She also visited 109 model homes which the Civic Federation had built and talked with the residents, without letting them know that she was the First Lady. The next day she became a stockholder in the company that was building these homes, the Sanitary Housing Company—and soon agreed to become the honorary chairman of the woman’s department of the National Civic Federation.
These gestures swiftly became public knowledge. Suddenly concerned congressmen were touring the alleys, and everyone in Washington society was discussing how to improve them. A committee of fifty prominent Washingtonians gathered to draft an “Alley Bill” that would clear the slums of the shacks and erect model homes in their place. Ellen Wilson invited the committee to the White House for tea. At another meeting, held in a private mansion, Secretary of State William Jennings Bryan, considered the greatest orator of the era, addressed the group. “The most eloquent speech here tonight,” Bryan said, pointing to Ellen, “is the one that has not been made at all, for actions speak louder than words…. As crowded as my days are, I feel that if the wife of the president can find time out of her busy days to be here and to work for this cause, I can too.”
After the Alley Bill was introduced in Congress, Ellen went to work on the conditions in which women and blacks labored in government offices. She visited the Post Office Department and was appalled by the lack of light and air and the deplorable rest room facilities. She went to Postmaster General Albert Burleson, an ultraconservative Texan, who gave her the standard Washington runaround. At a White House luncheon, an angry Ellen Wilson brought up the problem in a very determined way with Colonel Edward House, one of her husband’stop aides. Soon the whole table was listening to the agitated House assure the First Lady he would do something about it.
Ellen made similar inspections of the Government Printing Office, where conditions were equally deplorable. Soon in the black ghetto of Washington, D.C., praise was being showered on Ellen Wilson. She was described as a “noble woman” who had set an example that black Americans hoped other white women would follow.
Ellen Wilson sent this message while maintaining a full-time pace as First Lady, with the usual White House round of entertaining politicians and visiting diplomats. She also functioned as her husband’s adviser and partner, going over his speeches with him, discussing his legislative program, doing research on problem countries, such as Mexico, with whom Wilson almost went to war in 1914.
Suddenly, on the advice of her doctor, Ellen sharply curtailed her activities. She retreated to a summer cottage in New Hampshire, where she painted and communed with nature and exchanged longing letters with her equally lonely husband in the White House. When she returned to Washington, the doctor still urged her to rest. He did not have the heart to tell the President or the First Lady that she was suffering from Bright’s disease, a fatal kidney disorder for which we still have not found a cure.

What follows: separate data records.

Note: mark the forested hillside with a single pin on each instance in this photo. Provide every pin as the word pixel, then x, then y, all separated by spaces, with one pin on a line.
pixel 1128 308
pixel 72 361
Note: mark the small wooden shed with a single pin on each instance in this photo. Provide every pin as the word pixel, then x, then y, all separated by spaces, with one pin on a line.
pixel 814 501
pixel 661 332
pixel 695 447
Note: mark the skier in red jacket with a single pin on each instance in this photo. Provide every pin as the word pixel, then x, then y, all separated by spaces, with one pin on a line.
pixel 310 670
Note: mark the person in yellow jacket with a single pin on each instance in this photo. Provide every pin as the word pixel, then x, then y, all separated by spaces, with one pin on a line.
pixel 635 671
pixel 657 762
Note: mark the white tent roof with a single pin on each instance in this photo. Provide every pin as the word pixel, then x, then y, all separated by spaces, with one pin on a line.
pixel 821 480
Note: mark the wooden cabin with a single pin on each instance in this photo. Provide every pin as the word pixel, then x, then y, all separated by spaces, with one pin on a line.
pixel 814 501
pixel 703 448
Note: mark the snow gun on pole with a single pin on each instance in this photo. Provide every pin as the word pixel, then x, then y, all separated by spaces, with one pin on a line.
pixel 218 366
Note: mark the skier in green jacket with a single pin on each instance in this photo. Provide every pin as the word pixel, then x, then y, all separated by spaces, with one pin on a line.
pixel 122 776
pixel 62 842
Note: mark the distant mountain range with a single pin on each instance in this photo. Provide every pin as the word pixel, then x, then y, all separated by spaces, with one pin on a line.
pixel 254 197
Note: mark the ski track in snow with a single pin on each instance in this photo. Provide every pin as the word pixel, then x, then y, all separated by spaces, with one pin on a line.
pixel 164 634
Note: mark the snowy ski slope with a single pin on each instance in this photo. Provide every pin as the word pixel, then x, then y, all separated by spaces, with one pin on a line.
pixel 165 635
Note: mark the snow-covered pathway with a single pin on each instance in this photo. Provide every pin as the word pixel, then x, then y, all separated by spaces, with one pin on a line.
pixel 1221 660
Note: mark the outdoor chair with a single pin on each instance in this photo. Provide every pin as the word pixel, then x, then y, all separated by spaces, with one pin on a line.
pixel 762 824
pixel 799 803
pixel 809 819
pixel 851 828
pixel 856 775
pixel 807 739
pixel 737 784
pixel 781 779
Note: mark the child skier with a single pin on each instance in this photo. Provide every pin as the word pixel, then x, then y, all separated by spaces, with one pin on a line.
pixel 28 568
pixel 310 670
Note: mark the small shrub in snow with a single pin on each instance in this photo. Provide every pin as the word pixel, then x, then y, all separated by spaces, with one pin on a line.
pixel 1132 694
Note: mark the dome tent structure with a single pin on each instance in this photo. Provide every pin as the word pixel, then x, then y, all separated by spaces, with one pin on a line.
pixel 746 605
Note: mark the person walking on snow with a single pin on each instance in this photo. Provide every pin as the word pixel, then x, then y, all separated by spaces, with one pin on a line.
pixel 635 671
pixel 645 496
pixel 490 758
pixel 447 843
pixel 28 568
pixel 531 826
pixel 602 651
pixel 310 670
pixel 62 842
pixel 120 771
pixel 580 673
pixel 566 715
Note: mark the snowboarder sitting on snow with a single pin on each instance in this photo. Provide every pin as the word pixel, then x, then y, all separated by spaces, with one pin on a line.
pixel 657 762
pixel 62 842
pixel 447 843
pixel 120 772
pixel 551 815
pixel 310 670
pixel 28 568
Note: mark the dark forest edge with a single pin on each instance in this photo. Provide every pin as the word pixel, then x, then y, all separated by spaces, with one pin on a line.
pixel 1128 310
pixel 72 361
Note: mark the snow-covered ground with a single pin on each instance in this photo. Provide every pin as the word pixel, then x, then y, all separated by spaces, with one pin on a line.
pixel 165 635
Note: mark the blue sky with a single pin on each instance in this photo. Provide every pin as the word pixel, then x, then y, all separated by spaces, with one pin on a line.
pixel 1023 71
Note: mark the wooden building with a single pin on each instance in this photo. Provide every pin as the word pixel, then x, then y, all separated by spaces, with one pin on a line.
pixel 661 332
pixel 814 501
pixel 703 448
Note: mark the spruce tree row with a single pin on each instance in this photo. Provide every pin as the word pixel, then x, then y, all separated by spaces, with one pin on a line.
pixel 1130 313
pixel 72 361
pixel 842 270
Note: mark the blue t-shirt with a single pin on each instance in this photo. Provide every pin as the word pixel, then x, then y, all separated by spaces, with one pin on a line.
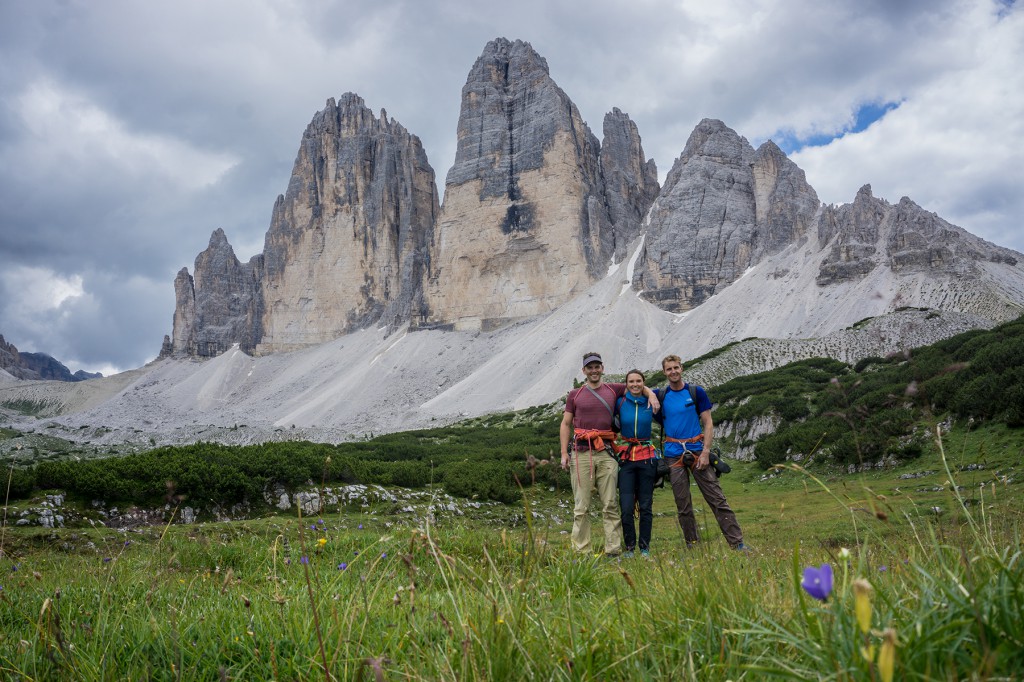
pixel 680 420
pixel 635 417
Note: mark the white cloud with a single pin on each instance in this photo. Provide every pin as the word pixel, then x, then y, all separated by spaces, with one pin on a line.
pixel 40 289
pixel 953 143
pixel 68 127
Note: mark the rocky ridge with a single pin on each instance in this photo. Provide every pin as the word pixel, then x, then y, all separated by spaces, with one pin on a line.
pixel 37 366
pixel 536 209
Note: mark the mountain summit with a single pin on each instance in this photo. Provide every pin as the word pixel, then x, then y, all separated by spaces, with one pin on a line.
pixel 535 211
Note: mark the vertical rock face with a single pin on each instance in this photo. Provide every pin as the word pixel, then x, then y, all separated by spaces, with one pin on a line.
pixel 226 299
pixel 785 206
pixel 701 225
pixel 219 307
pixel 182 340
pixel 348 242
pixel 724 207
pixel 524 224
pixel 870 232
pixel 631 182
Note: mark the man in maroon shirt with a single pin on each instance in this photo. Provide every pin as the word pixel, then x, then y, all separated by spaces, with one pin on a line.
pixel 587 429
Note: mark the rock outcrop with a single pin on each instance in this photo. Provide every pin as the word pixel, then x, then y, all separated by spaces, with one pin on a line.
pixel 347 245
pixel 725 208
pixel 526 222
pixel 870 232
pixel 631 183
pixel 702 229
pixel 535 212
pixel 38 366
pixel 348 242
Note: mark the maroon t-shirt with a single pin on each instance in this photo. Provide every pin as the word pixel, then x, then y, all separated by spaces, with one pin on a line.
pixel 587 411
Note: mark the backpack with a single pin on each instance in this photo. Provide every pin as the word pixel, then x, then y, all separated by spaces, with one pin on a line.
pixel 717 462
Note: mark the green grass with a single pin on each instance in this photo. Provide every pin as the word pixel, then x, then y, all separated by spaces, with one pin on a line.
pixel 459 599
pixel 33 408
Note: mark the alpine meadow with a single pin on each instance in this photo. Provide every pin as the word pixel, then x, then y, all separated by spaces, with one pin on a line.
pixel 889 548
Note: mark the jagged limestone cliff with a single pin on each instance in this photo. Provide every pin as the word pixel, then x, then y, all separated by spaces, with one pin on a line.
pixel 536 210
pixel 723 208
pixel 347 244
pixel 526 223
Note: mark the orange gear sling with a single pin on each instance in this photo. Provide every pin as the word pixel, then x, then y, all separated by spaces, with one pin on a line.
pixel 595 439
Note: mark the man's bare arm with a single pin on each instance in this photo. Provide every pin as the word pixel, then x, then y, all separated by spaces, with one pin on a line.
pixel 564 432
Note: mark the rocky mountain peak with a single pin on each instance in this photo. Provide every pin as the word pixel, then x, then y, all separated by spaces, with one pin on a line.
pixel 536 210
pixel 528 221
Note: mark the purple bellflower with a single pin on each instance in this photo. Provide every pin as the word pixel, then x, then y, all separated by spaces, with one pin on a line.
pixel 817 582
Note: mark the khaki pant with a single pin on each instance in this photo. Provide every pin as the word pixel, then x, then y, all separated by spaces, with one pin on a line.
pixel 712 492
pixel 590 470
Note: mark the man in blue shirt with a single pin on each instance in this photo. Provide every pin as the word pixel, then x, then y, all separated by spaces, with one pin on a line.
pixel 688 434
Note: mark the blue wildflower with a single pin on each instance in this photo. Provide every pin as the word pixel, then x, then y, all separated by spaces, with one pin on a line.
pixel 817 582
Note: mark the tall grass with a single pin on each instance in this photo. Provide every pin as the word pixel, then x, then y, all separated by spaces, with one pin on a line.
pixel 347 598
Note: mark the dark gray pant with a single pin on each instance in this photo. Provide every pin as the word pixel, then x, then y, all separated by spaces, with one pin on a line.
pixel 712 492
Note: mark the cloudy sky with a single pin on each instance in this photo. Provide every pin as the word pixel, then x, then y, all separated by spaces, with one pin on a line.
pixel 130 130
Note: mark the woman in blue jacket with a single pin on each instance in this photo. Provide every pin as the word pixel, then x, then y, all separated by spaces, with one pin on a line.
pixel 638 463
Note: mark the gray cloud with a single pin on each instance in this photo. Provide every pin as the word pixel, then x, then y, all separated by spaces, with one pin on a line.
pixel 130 131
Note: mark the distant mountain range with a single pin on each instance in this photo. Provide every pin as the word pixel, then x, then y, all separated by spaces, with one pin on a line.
pixel 375 306
pixel 37 366
pixel 535 211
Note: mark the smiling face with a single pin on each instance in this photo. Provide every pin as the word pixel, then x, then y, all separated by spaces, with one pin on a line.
pixel 673 372
pixel 634 383
pixel 593 371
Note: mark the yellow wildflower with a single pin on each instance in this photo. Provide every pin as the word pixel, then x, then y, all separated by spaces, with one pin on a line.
pixel 887 654
pixel 862 603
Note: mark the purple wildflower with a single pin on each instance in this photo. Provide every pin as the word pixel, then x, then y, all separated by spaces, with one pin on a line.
pixel 817 582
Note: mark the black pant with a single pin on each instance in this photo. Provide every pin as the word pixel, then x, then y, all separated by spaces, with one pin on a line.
pixel 636 486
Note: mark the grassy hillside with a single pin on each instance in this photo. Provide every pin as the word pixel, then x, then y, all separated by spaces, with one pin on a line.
pixel 373 593
pixel 922 534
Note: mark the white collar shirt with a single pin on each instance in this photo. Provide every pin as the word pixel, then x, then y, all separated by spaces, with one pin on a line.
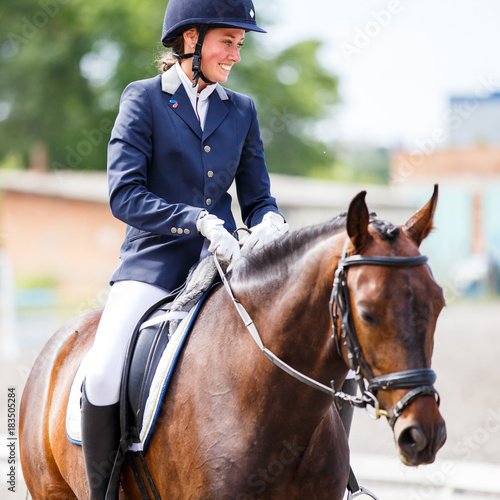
pixel 199 100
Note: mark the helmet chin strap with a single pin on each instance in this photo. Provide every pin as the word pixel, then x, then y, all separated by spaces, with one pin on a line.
pixel 196 55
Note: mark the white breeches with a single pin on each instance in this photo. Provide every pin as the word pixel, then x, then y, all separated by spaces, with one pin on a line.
pixel 127 302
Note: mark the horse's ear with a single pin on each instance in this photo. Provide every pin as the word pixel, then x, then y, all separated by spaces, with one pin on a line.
pixel 357 221
pixel 419 226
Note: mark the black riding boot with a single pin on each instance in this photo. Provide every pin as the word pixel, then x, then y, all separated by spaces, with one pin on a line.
pixel 100 441
pixel 350 387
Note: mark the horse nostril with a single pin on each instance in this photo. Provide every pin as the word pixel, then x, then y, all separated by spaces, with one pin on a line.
pixel 441 436
pixel 412 440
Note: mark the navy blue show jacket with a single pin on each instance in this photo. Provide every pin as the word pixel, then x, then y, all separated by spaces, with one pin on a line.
pixel 163 170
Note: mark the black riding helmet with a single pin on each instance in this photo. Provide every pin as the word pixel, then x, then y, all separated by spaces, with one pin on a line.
pixel 182 15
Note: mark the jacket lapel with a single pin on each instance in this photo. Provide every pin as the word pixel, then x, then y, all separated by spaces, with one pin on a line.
pixel 177 99
pixel 217 111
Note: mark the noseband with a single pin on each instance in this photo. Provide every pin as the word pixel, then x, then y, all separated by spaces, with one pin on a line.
pixel 420 380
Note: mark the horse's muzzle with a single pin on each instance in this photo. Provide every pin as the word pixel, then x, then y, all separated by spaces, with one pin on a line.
pixel 418 441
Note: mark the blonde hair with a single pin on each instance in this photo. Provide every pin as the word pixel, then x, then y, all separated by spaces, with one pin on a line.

Ellen took only part of his advice. She summoned the energy to superintend the weddings of her daughters Jessie and Eleanor and presided at state dinners and receptions. But she noticed how easily she became exhausted. On March 1, 1914, she slipped and fell on the polished floor of her bedroom. She never recovered from this accident. In a letter to a relative, she described the fall as “sort of an all around crash.” Gradually, Ellen read the truth in her doctor’s mournful eyes. She was a dying woman.
One spring day she visited the rose garden on her nurse’s arm. The gardener was working on a design that Ellen and he had created. “It will be so lovely, Charlie,” she said. “But I’ll never live to see it finished.”
Throughout this slow, sad decline, the First Lady continued to take a strong interest in her slum clearance program.